Authored by lebedev.ri on Jun 13 2021, 2:20 PM.

Details

Summary

Much like mulx's WriteIMulH, there are two outputs of AVX2 GATHER instructions.
This was changed back in rL160110, but the sched model change wasn't present.
So right now, for sched models that are marked as complete (znver3 only now),
codegen'ning GATHER results in a crash:

DefIdx 1 exceeds machine model writes for early-clobber renamable $ymm3, dead early-clobber renamable $ymm2 = VPGATHERDDYrm killed renamable $ymm3(tied-def 0), undef renamable $rax, 4, renamable $ymm0, 0, $noreg, killed renamable $ymm2(tied-def 1) :: (load 32, align 1)

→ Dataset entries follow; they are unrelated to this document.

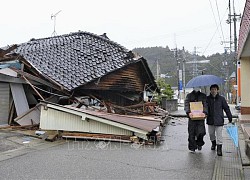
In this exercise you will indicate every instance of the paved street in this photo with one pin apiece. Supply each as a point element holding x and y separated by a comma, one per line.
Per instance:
<point>104,160</point>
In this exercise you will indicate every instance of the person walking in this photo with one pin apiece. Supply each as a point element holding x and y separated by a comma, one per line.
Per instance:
<point>215,119</point>
<point>196,128</point>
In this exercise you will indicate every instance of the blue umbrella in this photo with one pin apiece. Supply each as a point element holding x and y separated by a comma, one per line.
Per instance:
<point>204,80</point>
<point>232,131</point>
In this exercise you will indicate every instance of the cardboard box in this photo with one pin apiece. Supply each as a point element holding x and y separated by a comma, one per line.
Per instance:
<point>196,109</point>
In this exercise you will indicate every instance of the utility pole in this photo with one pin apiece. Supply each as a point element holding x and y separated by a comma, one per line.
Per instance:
<point>195,68</point>
<point>184,71</point>
<point>53,16</point>
<point>234,17</point>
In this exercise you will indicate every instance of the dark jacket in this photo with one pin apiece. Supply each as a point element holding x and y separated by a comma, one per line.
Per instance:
<point>195,97</point>
<point>216,105</point>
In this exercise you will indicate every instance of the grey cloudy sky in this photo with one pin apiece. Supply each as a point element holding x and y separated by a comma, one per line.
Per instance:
<point>131,23</point>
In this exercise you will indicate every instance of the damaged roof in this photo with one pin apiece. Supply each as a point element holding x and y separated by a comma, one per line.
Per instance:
<point>75,59</point>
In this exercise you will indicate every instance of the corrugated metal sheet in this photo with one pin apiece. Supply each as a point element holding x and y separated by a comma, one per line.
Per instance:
<point>31,117</point>
<point>19,97</point>
<point>4,102</point>
<point>52,119</point>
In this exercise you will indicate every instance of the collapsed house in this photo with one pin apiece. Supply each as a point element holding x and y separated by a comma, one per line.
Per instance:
<point>78,82</point>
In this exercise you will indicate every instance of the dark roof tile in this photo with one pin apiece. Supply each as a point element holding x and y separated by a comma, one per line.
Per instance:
<point>81,54</point>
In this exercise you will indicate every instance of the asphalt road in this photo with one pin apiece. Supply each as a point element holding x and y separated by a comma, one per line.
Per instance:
<point>111,160</point>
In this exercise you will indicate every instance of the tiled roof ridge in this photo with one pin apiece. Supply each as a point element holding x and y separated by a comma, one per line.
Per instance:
<point>101,37</point>
<point>79,33</point>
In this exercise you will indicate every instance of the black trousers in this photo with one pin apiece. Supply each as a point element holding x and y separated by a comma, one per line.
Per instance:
<point>196,132</point>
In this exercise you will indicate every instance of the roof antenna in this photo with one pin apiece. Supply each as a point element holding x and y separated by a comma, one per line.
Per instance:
<point>54,17</point>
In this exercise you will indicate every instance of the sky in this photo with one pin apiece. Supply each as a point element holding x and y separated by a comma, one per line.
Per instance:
<point>192,24</point>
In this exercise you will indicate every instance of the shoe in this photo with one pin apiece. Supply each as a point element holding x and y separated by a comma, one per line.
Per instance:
<point>192,150</point>
<point>219,149</point>
<point>213,147</point>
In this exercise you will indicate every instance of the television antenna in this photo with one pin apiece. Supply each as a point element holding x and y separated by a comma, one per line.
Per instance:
<point>53,16</point>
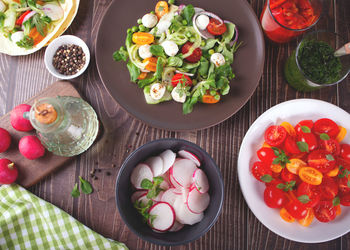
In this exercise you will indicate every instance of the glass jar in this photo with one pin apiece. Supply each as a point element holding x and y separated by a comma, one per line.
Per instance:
<point>66,126</point>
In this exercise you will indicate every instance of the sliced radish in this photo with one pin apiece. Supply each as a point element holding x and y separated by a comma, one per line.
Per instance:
<point>188,155</point>
<point>136,195</point>
<point>170,196</point>
<point>164,216</point>
<point>184,215</point>
<point>200,181</point>
<point>156,165</point>
<point>182,172</point>
<point>197,202</point>
<point>140,172</point>
<point>168,157</point>
<point>176,227</point>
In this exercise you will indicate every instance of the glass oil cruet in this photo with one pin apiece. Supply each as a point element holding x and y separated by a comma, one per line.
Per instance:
<point>66,125</point>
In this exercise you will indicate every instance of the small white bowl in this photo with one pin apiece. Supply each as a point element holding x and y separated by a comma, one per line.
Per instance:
<point>52,48</point>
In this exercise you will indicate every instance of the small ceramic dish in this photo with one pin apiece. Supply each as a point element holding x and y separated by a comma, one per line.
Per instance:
<point>51,51</point>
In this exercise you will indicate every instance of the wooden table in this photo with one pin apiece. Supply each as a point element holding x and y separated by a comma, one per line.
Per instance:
<point>237,227</point>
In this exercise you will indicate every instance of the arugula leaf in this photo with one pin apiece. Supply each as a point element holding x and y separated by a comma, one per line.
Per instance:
<point>85,186</point>
<point>75,192</point>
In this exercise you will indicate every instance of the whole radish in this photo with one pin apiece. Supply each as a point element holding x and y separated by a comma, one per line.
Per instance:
<point>5,140</point>
<point>18,122</point>
<point>8,171</point>
<point>30,147</point>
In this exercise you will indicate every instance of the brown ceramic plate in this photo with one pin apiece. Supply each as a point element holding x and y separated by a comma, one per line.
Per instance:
<point>248,65</point>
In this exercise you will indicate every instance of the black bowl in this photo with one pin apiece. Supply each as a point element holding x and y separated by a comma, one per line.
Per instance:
<point>188,233</point>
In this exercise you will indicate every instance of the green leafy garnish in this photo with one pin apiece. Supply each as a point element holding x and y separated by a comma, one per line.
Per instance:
<point>303,146</point>
<point>75,192</point>
<point>85,186</point>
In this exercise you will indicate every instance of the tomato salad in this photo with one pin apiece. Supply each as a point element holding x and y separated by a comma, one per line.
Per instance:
<point>180,53</point>
<point>306,170</point>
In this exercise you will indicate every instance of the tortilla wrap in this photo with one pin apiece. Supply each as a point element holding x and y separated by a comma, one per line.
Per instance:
<point>70,9</point>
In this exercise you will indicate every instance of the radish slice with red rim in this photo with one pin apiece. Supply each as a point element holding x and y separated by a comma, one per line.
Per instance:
<point>200,181</point>
<point>190,156</point>
<point>162,216</point>
<point>141,171</point>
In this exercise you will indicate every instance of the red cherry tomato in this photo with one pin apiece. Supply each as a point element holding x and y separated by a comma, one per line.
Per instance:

https://godbolt.org/z/Ks7zW7WGh

I'm guessing we need to deal with this like we deal with WriteIMulH?

Diff Detail

Event Timeline

lebedev.ri created this revision.Jun 13 2021, 2:20 PM
lebedev.ri requested review of this revision.Jun 13 2021, 2:20 PM

What about the avx512 gather ops - are they OK?

llvm/lib/Target/X86/X86Schedule.td
128

Maybe call this WriteVecMaskedGather to more closely match the other vector load/store classes? Maybe move it to be with the WriteVecMaskedLoad defs as well for clarity.

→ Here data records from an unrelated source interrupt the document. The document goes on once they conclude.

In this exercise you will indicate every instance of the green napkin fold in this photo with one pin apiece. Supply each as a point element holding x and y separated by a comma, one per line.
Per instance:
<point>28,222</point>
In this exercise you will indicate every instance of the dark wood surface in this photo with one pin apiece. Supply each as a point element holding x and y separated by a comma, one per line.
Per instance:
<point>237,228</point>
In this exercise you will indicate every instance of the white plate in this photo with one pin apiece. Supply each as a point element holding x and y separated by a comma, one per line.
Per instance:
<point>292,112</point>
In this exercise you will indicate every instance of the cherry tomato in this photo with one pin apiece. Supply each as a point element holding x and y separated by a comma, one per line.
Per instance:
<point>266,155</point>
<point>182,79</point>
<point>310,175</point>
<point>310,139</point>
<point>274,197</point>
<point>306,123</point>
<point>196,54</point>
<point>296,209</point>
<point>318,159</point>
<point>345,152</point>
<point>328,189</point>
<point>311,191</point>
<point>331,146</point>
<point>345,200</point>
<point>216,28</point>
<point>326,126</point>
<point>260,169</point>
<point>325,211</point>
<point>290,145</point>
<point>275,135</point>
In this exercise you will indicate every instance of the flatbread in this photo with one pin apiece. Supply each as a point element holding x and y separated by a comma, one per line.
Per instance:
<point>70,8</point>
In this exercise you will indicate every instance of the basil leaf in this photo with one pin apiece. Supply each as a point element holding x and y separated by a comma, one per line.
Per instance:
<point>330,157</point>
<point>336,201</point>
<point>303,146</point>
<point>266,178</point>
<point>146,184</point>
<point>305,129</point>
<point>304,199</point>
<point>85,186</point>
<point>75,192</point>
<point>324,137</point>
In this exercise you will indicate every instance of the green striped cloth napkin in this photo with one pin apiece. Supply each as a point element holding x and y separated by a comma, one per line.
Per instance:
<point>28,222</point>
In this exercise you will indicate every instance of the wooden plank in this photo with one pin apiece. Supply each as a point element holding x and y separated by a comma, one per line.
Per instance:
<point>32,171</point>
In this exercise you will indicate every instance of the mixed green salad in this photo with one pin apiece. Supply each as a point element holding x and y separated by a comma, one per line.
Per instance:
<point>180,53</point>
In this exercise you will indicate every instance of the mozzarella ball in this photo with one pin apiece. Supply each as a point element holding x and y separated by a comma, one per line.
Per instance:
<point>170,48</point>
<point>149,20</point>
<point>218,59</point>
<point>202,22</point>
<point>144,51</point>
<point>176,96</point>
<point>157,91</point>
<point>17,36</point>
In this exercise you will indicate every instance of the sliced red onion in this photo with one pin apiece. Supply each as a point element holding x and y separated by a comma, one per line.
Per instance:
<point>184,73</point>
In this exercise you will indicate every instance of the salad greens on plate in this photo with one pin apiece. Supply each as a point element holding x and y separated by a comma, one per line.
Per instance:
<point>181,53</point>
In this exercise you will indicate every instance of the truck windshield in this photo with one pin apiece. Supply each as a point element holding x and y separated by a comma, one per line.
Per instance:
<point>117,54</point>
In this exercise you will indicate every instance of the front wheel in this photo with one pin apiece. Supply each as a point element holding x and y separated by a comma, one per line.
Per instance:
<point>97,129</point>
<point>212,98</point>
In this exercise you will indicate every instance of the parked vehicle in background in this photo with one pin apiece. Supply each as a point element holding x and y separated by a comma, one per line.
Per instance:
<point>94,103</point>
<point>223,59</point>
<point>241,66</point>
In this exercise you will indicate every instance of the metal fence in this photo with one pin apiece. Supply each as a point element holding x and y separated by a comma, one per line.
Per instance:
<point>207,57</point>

I'm assuming we don't need separate float/integer classes for this?

@RKSimon sanity check: i'm not adding shed class to simplify modelling of GATHER instruction scheduling.
I'm only trying to fix a sched model correctness check.

Fix AVX512 gather too.

RKSimon added inline comments.Jun 14 2021, 5:47 AM
llvm/lib/Target/X86/X86SchedBroadwell.td
210

Why does it match a scalar load latency and not a vector load latency?

lebedev.ri added inline comments.Jun 14 2021, 5:53 AM
llvm/lib/Target/X86/X86SchedBroadwell.td
210

As you can see in llvm/lib/Target/X86/X86InstrAVX512.td/llvm/lib/Target/X86/X86InstrSSE.td changes,
for gather, WriteLoad is used for some reason. This simply mimics that.
I do guess it should be WriteVecLoadX/WriteVecLoadY, but that seems like a separate change?

Matt added a subscriber: Matt.Jun 14 2021, 12:41 PM
RKSimon accepted this revision.Jun 15 2021, 1:47 AM

LGTM with one (optional) rename minor - cheers

llvm/lib/Target/X86/X86Schedule.td
128

OK, very pedantic but maybe call this WriteVecMaskedGatherWriteback so that it matches the naming convention for vector loads and will match if we add masked gather classes in the future (although tbh they are so diverse in characteristic that it might be easier to just use customs).

This revision is now accepted and ready to land.Jun 15 2021, 1:47 AM

@RKSimon thank you for the review!

llvm/lib/Target/X86/X86Schedule.td
128

Yep, thank you for the suggestion, i didn't like the name i came up anyways.

GGanesh added a subscriber: GGanesh.Jul 6 2021, 4:06 AM